Parallelizing Table Functions (instead of paralysing) 20188367001

Parallelizing Table Functions (instead of paralysing)

One of the many topics in our (AMIS’) Oracle 7Up (..to 10g) workshop is Table Functions. We discuss how PL/SQL functions can be turned into ‘table like’ data sources or row-generators. Table Functions have been around since Oracle 8i. Since Oracle 9i, we have two additional capabilities with Table Functions: pipelining and parallel execution. Pipelining basically means that the Table Function will return rows as soon as they are ready, instead of sitting on all of them until the entire set is ready and then returning them.
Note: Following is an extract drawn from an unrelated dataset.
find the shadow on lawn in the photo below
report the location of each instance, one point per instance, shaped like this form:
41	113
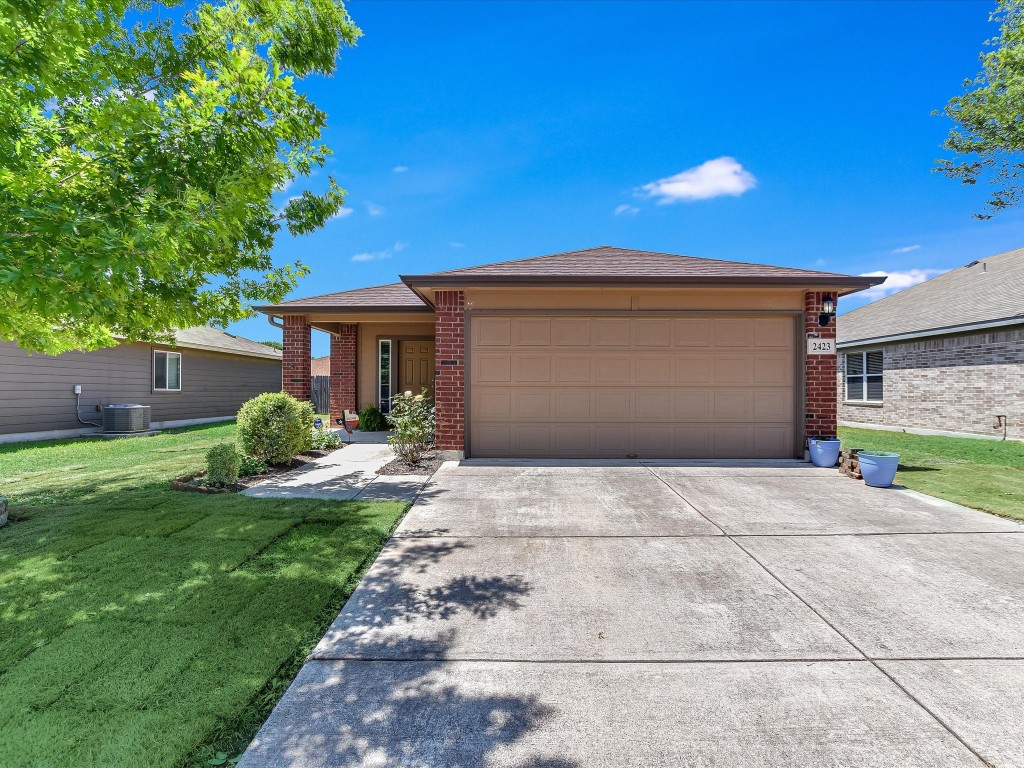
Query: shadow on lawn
381	689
When multiple table functions are used in a series, this means that processing of the first record by the second table function (‘transformer’) can start as soon as it has been piped out by the first table function. That first record may be returned to the client – e.g. SQL*Plus – even before the first Table Function has managed to produce its second record. It should be clear that this pipelining gives tremendous improvement even of overall throughput time. The first record is returned must faster, but since now the first, second and subsequent table functions can work at the same time – in parallel as it were – the processing is complete much sooner than otherwise would have been the case.

However, this is not what is meant by parallel execution of Table Functions. This is what is: when a Table Function – used as a transformer – accepts a cursor as input variable – such as cursor(select * from emp) – without extra specification, it will process al records fetched from the cursor one by one, serially. However, if the nature of the Table Function is such that the each record is processed independently of the others – at least to some extent – there is nothing that would stop us from processing partitions of the cursor’s result set in separate – parallel – instances of the Table Function, by multiple processes (UNIX) or process-threads (Windows), if possible assigned to multiple CPUs.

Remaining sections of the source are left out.